Never had a Little Sis
(2nd newspaper article.)


I can’t believe how fast the time is going. I have been in Denmark for almost four months already. And although I cannot remember my address, phone number, the name of my dog and what the name of my city is, I still can speak English. Hopefully. In July, I stepped into a Danish farm house I had never dreamed of being in a year ago, with a family I had never met. I was to have four families this year, and they were my first. Immediately, I became an observer of another culture, calculating spoken word and table manners, train schedules and milk cartons.

The family was just about as different from mine as it could get.
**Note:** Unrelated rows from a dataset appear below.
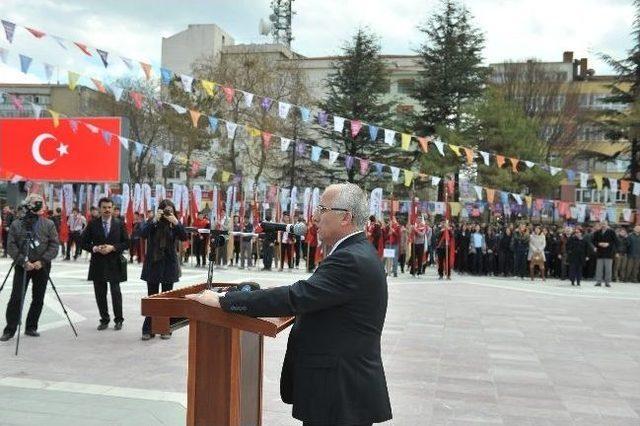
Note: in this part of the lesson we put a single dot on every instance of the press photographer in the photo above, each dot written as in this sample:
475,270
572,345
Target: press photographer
32,243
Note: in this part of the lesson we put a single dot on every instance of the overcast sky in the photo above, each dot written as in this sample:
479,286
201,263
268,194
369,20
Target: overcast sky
514,29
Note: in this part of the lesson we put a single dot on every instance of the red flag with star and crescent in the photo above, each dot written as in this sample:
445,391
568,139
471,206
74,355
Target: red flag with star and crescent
38,149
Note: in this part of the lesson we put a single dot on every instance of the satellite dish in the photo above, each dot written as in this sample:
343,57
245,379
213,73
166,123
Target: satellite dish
264,28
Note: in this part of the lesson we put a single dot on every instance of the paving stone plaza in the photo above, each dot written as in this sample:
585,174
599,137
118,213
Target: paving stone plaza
473,350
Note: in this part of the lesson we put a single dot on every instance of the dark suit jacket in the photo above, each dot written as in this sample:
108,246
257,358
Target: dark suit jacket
105,267
332,371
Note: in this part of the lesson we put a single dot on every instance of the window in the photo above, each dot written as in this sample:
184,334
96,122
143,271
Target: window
405,86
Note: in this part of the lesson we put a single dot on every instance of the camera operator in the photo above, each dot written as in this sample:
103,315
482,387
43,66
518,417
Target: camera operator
35,235
161,263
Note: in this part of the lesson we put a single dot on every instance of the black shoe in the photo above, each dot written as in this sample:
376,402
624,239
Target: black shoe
31,332
6,336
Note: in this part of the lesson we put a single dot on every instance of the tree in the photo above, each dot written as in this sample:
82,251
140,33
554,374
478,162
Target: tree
497,124
624,123
357,86
452,75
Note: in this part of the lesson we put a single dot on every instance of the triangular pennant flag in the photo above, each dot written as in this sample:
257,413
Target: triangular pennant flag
208,87
25,63
305,114
195,116
485,157
283,109
514,164
146,68
405,141
379,167
373,132
231,129
389,137
424,144
127,62
73,79
36,33
284,144
166,158
55,116
266,139
83,47
178,108
598,180
478,189
99,85
213,123
209,172
364,166
315,153
247,97
37,109
440,145
228,93
166,75
187,82
554,170
584,178
103,56
455,149
468,152
137,99
124,142
117,92
408,177
395,173
490,194
9,30
348,162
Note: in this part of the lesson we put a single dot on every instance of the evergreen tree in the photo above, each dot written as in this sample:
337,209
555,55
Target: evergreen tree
358,88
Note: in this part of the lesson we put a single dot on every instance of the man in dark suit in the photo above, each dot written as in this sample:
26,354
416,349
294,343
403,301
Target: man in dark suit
106,238
332,371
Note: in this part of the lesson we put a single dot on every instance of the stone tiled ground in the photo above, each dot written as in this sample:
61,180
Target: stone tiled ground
468,351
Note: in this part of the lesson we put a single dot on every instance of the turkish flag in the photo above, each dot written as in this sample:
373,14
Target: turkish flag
36,150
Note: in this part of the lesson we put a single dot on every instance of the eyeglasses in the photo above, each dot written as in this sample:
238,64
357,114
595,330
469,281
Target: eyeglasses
323,209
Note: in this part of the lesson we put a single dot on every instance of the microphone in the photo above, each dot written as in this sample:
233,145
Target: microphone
298,228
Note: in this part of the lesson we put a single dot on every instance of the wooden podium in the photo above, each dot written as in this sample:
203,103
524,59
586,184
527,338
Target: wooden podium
224,383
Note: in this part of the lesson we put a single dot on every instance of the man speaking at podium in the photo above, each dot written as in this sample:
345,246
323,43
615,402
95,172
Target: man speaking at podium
332,371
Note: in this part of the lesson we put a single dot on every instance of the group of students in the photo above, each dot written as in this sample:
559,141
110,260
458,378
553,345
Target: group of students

First of all, I had two younger host siblings, who hated each other half the time, and couldn’t get away from each other the other half. They had so many things to amuse themselves. Kitt, my host sister, had three horses. I always wondered why she needed three. When I first got there, she said to me in her precocious English, “We should go on a ride on Twiggy and Rebekka, just you and me.” This made me feel good, that she was expressing interest in doing something with me. By the end, though, my host sister cared less about me. She would hug and kiss and love her parents goodnight, but she would breeze pass my door while yelling in Danish, “Why does Emily not have to go to bed at nine like us?” This was something that my host mother explained to me as jealousy. I was coming in and talking to her father more than she did, taking the role of the oldest daughter with the most freedom. She was also going through a bad stage of puberty, and every time I would hear the mind-halting screams of, “MOAH!!!!” (“Mom”), the whole world would stop until she got what she wanted. Sometimes the screams would go on for minutes at a time, because Moah was outside, and Emily was too tired and brain dead to yell something sassy back to her in Danish. I had come from a family of independent individuals, we did what we wanted and tried to stay out of each other’s way. It was crazy for me to come into a world where the kids didn’t make their own lunches, didn’t know how to wash the dishes, and had to go to bed at 9 p.m.
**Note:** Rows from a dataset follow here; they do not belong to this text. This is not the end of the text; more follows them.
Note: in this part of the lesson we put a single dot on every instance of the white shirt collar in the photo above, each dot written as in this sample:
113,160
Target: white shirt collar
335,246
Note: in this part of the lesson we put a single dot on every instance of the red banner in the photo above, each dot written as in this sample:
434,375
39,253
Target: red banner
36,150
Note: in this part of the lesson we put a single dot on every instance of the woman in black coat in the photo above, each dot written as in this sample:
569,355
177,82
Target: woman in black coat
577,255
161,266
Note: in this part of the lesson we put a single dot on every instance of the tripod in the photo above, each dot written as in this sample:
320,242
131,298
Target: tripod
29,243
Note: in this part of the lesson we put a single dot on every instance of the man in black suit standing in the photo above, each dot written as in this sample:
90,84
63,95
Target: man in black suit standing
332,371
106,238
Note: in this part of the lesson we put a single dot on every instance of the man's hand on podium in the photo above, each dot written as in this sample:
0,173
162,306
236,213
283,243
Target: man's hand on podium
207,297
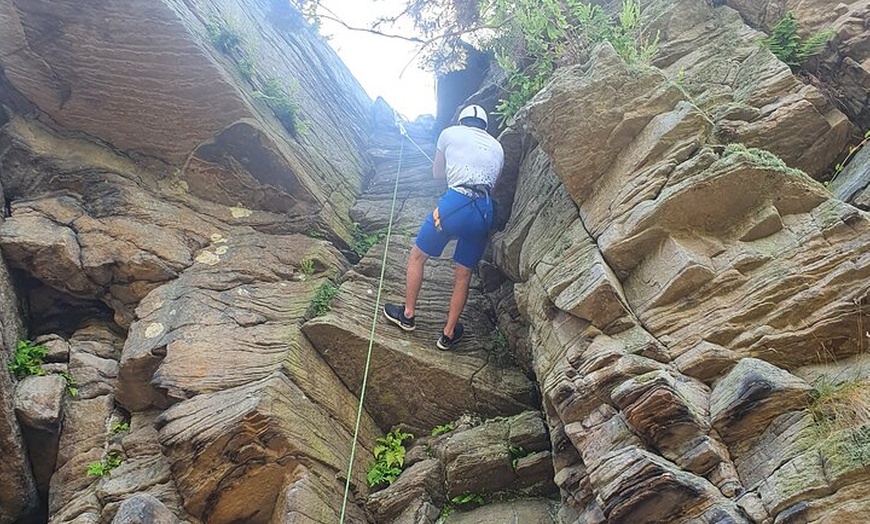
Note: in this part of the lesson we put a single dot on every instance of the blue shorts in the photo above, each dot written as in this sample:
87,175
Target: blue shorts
464,218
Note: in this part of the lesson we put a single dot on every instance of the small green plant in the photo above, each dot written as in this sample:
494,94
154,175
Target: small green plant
835,406
282,100
27,359
306,267
442,429
389,454
785,43
538,34
499,340
102,468
323,298
361,242
853,150
71,386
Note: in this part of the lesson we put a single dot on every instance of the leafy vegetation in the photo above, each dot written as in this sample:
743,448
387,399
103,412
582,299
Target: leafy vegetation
27,359
112,460
836,406
539,34
442,429
461,500
281,99
323,298
361,242
389,454
785,43
761,158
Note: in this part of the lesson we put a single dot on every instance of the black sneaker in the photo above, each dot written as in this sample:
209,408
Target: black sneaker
446,342
396,315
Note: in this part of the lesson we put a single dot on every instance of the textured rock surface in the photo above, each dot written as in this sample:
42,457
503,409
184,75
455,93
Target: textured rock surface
853,182
634,226
687,305
19,496
143,87
500,459
143,509
471,377
844,66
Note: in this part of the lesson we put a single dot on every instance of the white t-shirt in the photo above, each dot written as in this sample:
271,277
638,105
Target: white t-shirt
473,156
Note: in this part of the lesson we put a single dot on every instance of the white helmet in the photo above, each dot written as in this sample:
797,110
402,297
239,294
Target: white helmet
473,111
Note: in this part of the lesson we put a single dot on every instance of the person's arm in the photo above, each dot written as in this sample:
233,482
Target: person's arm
439,167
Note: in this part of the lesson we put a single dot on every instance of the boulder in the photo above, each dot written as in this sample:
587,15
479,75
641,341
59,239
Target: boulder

Yes, Kitt seemed to have a problem with me. She would ask me why I was getting a ride to school on especially windy days instead of riding my bike like the (as she would point out the window) old woman on that bike, with her face contorted and almost crying in the evil Danish wind. She seemed to enjoy when I made mistakes, like leaving a light on, or forgetting to close the bathroom door. She would always tell me her parents were mad at me, and I would look up from my work when they came home, smiles and “Goddags!” all around.

I just wasn’t used to having younger siblings. It was hard to even use the phone without having one of them standing with their back against the doorframe asking me who I was calling and why. When I discussed this with my exchange student friends with younger siblings, they explained that that’s just what kids do, and that I had to get used to it. In the end, I learned to simply smile and do what the oldest always learns to do, ignore. For the first time in all my attempts at getting rid of the trouble, this method worked.

I was glad that I could spend my late summer in a nice place. It also forced me to slow down and take it all in. I would go outside and play my guitar with ten enraged cows in front of me. I would participate in the sometimes fun, sometimes horrible farm work. It was a completely new thing to me to put on a bright green ski suit and bale hay, ride in a tractor, hoist boulders into a cart in the rain. Hoisting boulders in the rain was actually the worst one, because the only reward was pizza, and I had a fever. Two hours of grueling labor on barren fields for pizza. It seemed to satiate the kids, who always did what they were supposed to for food. (Kids are easy to please.)

Now I am at a new host family, which reminds me of my parents from home. Just me, a mom, and a dad. They have a daughter, who is nineteen and married with an adorable baby boy. There are just little “rolling” hills to ride up on my way to school, and there are no evil door knocks at 6 am. The only word to describe it is... peaceful. Yes, Denmark is falling into it’s winter. But your Danish counter part will survive the wind, the sexy boys, the language, and the annoying host siblings like a true Panther.